Alex Katz: The Sixties
by Roger White

I remember going to a museum once with an undergraduate painting class and seeing an Alex Katz cut-out for the first time. It was a freestanding figure, painted on a crudely jig-sawed piece of wood, of a man in a suit. My classmates and I were into Georg Baselitz; we thought the Katz was the dumbest piece of art we'd ever seen. It reminded us of somebody's dad. Our professor walked by and stood up for it: "You guys don't know it, but this was a really tough gesture when he made it," she said. I'm sure she felt frustrated, like someone trying to explain to an adolescent that jazz was really the first kind of punk rock.
 
Now everyone seems to think Alex Katz's paintings are at least cool, if not great. The show of his work from the sixties at PaceWildenstein exudes an aura of supreme confidence, and rightly so: Katz is a huge component of the way a lot of figurative paintings look today. His casual portraits of inmates and art-world notables get updated in Elizabeth Peyton's work. His reductive treatment of the landscape has informed a lot of interesting painters, like Cameron Martin and Maureen Gallace. And artists whose work doesn't look anything like Katz's have sometimes just appropriated his attitude-a relaxed blankness that veers from blase to antagonistic.
 
An artists in the latter camp is Richard Prince, who interviewed Katz in 1991 for the Journal of Contemporary Art. Their exchange, an aphoristic gold mine, has Prince firing off a barrage of near non-sequiters at the imperturbable Katz:
 
Prince: Your work has been described as undeniably Katz. Saying nothing and everything. Enforced ambiguity. Faceless mannequin. Central casting. I mean what kind of man reads Alex Katz?
 
Katz: I make art for all people. However, I have difficulty reaching semi-intellectuals.
 
Throughout the interview Prince makes some pointed quips about the latent creepiness of Katz' anodyne depictions of leisure and comfort:
 
Prince: I must have read ten reviews of your "portraits" show in North Carolina and the journalists all started off with the same "all surface." Do you ever wish just one of them would say something like "all serial killers" or is that "beefing up the meaning"?
 
The reading of Katz as an art-world David Lynch, whose opaque surfaces conceal displaced trauma, is responsible for a lot of his appeal to a generation of artists raised on abjection as a primary critical concept.
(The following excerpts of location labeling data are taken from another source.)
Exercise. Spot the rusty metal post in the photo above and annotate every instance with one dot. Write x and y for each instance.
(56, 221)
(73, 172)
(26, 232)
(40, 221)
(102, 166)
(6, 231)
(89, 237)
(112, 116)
It's a lot easier to like him as a wry satirist of the leisure class than as a guy who enjoys, then paints, cocktail parties and the ballet. 
 
Plenty of artists have employed deadpan reduction and an amateur-like technique to express precisely the ambivalence and alienation that Prince half-jokingly attributes to Katz. A painting by Luc Tuymans sets up a dissonance between an ostensible subject and its repressed psychological significance: two figures strolling in a bucolic landscape are most likely Nazis; an innocuous portrait probably does depict a serial killer. In Katz, the formula is simpler but also more difficult: there's nothing alienated about his paintings, and rather than deciphering an encrypted iconography, the viewer has to confront the artist's complete emotional and formal candor.
 
It helps to remember that the backdrop of Katz's practice, especially the works from the '60s, was the hegemony of the New York School. If Katz is a subversive painter, he gets the title through his negation of the abstract expressionist values of existential depth and heroic struggle. Dave Hickey said in a lecture once that what contemporary viewers first noticed about a Mark Rothko painting wasn't the luminous quality of his color: it was the fact that it didn't have a figure in it. Similarly, what viewers must have noticed about a Katz painting was that it did, but in a decidedly new spirit. Katz's frank simplicity was and is a bracing statement of unambivalent pleasure.